Don’t get ahead of yourself. She had to be practical. You can dream, but food comes first.
Searching each jacket, turning out pockets got her nothing but a crumpled handful of dollar bills liberated from a denim jacket, which she crammed into a parka pocket. Tinder was tinder. She was putting the jacket back when she paused. The garment was big, just as the boathouse had an older-boy feel to it. Its aroma was stark wintergreen and icy iron. While in Rule, she’d never paid that much attention, but now she inhaled deeply, wondering how scents this bold could hide so much.

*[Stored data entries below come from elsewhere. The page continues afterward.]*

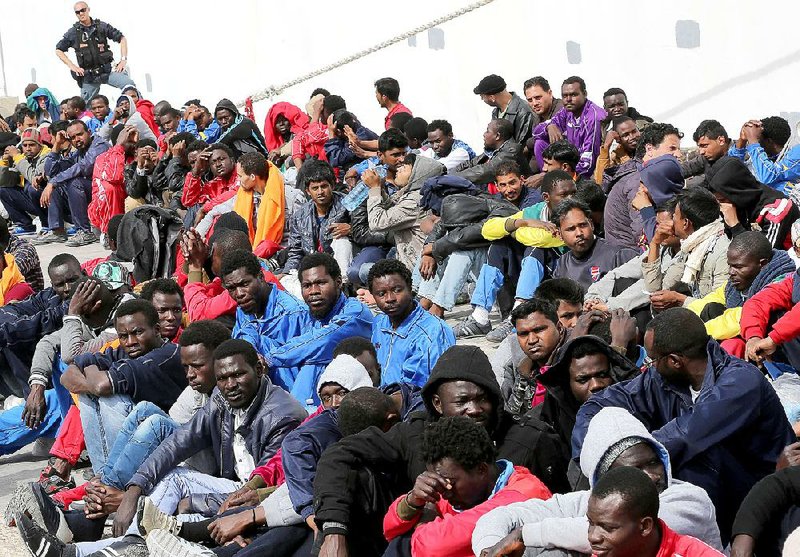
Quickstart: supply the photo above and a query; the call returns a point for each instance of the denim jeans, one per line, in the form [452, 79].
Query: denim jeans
[115, 79]
[450, 277]
[143, 430]
[102, 419]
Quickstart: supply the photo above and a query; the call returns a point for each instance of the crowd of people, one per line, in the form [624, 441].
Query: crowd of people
[261, 365]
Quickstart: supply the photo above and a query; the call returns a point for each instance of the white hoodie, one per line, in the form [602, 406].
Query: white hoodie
[560, 522]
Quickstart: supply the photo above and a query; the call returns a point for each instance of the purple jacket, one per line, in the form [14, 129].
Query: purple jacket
[584, 132]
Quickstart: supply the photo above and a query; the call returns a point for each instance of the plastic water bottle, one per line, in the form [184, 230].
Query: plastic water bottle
[356, 196]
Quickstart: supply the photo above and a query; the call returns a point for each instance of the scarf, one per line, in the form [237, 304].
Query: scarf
[10, 278]
[778, 267]
[697, 246]
[245, 200]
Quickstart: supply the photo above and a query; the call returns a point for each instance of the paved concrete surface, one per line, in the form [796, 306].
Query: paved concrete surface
[23, 466]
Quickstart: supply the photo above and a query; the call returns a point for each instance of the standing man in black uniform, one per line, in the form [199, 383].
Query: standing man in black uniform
[90, 39]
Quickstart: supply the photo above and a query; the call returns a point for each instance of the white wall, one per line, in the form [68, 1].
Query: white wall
[747, 64]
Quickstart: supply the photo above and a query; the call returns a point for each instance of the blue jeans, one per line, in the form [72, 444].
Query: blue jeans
[142, 431]
[102, 419]
[362, 263]
[450, 277]
[116, 79]
[22, 204]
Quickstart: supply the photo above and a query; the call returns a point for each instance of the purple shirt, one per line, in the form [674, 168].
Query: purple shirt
[584, 132]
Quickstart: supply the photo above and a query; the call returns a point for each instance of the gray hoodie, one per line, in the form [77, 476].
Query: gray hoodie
[560, 522]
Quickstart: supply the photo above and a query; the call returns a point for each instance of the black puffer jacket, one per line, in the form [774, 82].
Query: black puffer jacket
[461, 221]
[273, 414]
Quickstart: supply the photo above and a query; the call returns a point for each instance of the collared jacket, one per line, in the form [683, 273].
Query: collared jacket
[297, 362]
[307, 234]
[407, 354]
[724, 441]
[519, 113]
[272, 414]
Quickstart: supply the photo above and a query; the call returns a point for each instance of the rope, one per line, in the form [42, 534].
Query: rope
[275, 90]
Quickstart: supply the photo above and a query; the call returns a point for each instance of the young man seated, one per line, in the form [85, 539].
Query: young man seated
[589, 258]
[521, 255]
[462, 482]
[559, 525]
[693, 389]
[409, 340]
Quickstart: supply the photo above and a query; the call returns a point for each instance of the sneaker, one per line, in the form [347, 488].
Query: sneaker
[129, 546]
[149, 518]
[81, 238]
[39, 542]
[163, 543]
[470, 328]
[499, 333]
[49, 237]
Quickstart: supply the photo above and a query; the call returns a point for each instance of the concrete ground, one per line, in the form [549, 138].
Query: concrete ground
[23, 466]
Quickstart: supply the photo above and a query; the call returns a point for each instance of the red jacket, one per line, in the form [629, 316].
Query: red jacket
[677, 545]
[195, 190]
[757, 310]
[450, 534]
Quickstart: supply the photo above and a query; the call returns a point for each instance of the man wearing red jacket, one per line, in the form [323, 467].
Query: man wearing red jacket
[462, 483]
[778, 302]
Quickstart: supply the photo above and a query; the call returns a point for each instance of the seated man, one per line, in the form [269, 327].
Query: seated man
[695, 389]
[455, 448]
[409, 340]
[753, 265]
[296, 363]
[313, 227]
[213, 173]
[499, 146]
[23, 202]
[579, 120]
[615, 439]
[510, 264]
[765, 143]
[109, 384]
[589, 258]
[446, 149]
[703, 254]
[462, 383]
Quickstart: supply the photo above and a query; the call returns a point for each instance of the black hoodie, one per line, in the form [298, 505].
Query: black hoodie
[754, 202]
[396, 455]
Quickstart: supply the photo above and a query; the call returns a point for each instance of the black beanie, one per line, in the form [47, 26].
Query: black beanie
[461, 363]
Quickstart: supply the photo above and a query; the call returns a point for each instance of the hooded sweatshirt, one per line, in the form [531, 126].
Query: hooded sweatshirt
[756, 204]
[560, 522]
[401, 213]
[134, 119]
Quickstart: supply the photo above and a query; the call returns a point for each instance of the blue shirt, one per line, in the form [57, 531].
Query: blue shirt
[407, 354]
[297, 362]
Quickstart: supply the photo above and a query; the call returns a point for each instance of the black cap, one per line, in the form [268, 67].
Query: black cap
[461, 363]
[490, 85]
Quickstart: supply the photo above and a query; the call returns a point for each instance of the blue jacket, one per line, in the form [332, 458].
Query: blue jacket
[297, 363]
[156, 377]
[778, 174]
[300, 453]
[724, 442]
[284, 318]
[77, 166]
[408, 354]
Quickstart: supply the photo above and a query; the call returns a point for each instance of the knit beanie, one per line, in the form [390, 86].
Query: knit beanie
[346, 371]
[461, 363]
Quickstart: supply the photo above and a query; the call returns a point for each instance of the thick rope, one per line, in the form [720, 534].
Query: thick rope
[275, 90]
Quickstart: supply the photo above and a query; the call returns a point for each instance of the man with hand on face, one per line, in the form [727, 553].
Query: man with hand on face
[461, 384]
[70, 184]
[559, 526]
[580, 121]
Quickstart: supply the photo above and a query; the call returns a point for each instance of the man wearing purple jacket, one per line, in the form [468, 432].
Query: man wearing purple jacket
[580, 121]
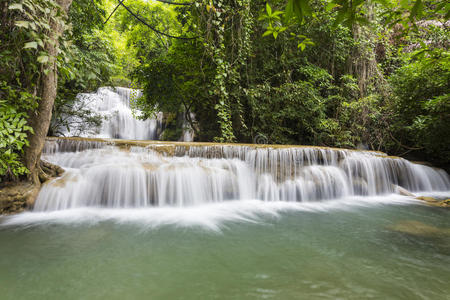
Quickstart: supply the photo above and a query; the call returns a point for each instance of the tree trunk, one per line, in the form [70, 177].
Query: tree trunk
[39, 120]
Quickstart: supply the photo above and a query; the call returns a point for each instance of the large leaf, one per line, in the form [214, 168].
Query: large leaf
[30, 45]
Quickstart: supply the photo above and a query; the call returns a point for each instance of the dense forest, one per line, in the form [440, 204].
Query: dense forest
[351, 74]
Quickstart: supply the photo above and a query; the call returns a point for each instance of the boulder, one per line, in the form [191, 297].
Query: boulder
[16, 197]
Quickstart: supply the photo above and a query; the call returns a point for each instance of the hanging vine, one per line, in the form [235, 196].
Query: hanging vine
[227, 42]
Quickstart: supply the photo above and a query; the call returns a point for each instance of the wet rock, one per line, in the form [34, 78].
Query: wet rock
[16, 197]
[49, 170]
[403, 191]
[434, 202]
[360, 186]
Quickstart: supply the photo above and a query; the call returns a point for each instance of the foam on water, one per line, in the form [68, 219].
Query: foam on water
[142, 177]
[210, 216]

So, was the house a gift? The chocolate of that Almond Joy chunk was gone, her tongue pebbly with coconut. Flipping the almond from the pouch of her cheek, she chewed, mulling this over. Her curiosity was stoked, which was somehow better than focusing only on that beaky gnaw in her stomach. Or was this just a really old family vacation house where Peter went when he needed to think things over? That felt right. Yesterday, when she swept the woods to set her snares, she’d also discovered an ancient, weathered tree house about thirty feet up a towering oak around back. Judging from the lake house’s unfinished porch, Peter had been busy. The house had also been recently winterized, with double-paned windows redolent with the reek of putty and caulk. She scented relatively fresh insulation behind the drywall downstairs, the lingering tang of paint. A woodstove, so new the house smelled of scorched cast-iron, gave off heat in spades. (A lucky thing, too. There were two fireplaces, one upstairs and one down, but both were very old, the hearths blackened and cracked. The sting of creosote on her tongue was so strong, she bet you could take a chisel to the coal-black residue caking that flue and still not chip it all away. A wonder no one had started a chimney fire and burned the house down.)